The Scottish Government is being urged to give police dogs the “protection they deserve” by including plans to make attacking such animals a specific offence.

Tories want Nicola Sturgeon to include a so-called Finn’s Law in her parliamentary programme for the coming year.

The First Minister is due to unveil plans for 12 bills when MSPs return to Holyrood after the summer break on Tuesday.

Currently, it is not a specific crime to kill or injure a police dog in Scotland, but with the UK Government having signalled its support for such a change, SNP ministers are being encouraged to follow suit.

Pc Dave Wardell, from Hertfordshire, began campaigning for the reform after his police dog Finn was injured with a knife as they attempted to make an arrest in 2016.

Police dog Finn, now retired, suffered life-threatening injuries (Jonathan Brady/PA)
A petition from Conservative justice spokesman Liam Kerr for Finn’s Law – which would make it a specific offence to attack a service animal – to be introduced in Scotland has attracted the support of almost 40,000 people.

As well as protecting police dogs and horses and animals working with the fire service, military and other public services, such a law could also be applied to assistance animals such as guide dogs.
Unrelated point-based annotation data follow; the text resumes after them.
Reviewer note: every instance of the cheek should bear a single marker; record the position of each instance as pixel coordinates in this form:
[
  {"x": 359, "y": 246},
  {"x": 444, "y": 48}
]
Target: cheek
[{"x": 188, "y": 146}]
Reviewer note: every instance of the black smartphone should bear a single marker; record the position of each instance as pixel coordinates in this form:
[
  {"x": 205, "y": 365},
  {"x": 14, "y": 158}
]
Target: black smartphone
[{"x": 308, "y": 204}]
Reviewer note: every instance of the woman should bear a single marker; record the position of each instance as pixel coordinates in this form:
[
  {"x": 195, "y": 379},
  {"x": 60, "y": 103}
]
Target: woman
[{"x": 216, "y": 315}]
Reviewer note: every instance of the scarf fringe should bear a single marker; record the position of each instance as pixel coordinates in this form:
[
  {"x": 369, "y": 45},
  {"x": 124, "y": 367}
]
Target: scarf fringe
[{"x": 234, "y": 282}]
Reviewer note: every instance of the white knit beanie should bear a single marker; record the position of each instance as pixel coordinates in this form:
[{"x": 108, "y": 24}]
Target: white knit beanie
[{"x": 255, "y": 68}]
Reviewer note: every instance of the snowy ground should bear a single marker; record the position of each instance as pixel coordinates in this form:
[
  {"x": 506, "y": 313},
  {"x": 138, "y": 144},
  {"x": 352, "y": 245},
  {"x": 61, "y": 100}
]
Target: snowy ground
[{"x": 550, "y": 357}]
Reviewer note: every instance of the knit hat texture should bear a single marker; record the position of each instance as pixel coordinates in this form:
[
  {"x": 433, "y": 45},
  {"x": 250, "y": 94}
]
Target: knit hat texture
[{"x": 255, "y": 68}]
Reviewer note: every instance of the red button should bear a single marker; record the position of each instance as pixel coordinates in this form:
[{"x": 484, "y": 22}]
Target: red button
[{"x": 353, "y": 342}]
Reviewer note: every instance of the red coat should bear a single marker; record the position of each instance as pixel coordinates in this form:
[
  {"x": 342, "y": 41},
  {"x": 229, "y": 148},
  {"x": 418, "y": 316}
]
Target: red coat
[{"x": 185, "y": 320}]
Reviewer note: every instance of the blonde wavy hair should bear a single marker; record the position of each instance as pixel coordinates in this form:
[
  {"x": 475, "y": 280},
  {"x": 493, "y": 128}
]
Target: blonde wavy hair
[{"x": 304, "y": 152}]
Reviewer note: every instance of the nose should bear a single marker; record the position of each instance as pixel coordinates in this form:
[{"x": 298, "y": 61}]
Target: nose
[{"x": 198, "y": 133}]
Mr Kerr said: “In Scotland, hundreds of service animals in Police Scotland keep us safe by putting themselves in harm’s way.
“Service animals have already been waiting too long to get the legal protection they deserve and Scotland is now lagging behind the rest of the UK.

“At the start of this new parliamentary term it would be a great signal to the men and women who work alongside these selfless animals if the Scottish Parliament were to give them greater legal protection.

“The SNP has a chance to do just that. It must include Finn’s Law in the Programme for Government due to be published this week.”

A Scottish Government spokesman said: “Our Programme for Government will be published on Tuesday, and covers a number of important issues.

“The Scottish Government values the brave work undertaken by police dogs and other service animals, and is committed to ensuring the welfare of all animals, working or not.

“We are concerned that the maximum penalties available for animal cruelty cases may not go far enough. That is why we are preparing to increase the maximum penalty for the most serious cruelty offences to five years imprisonment.”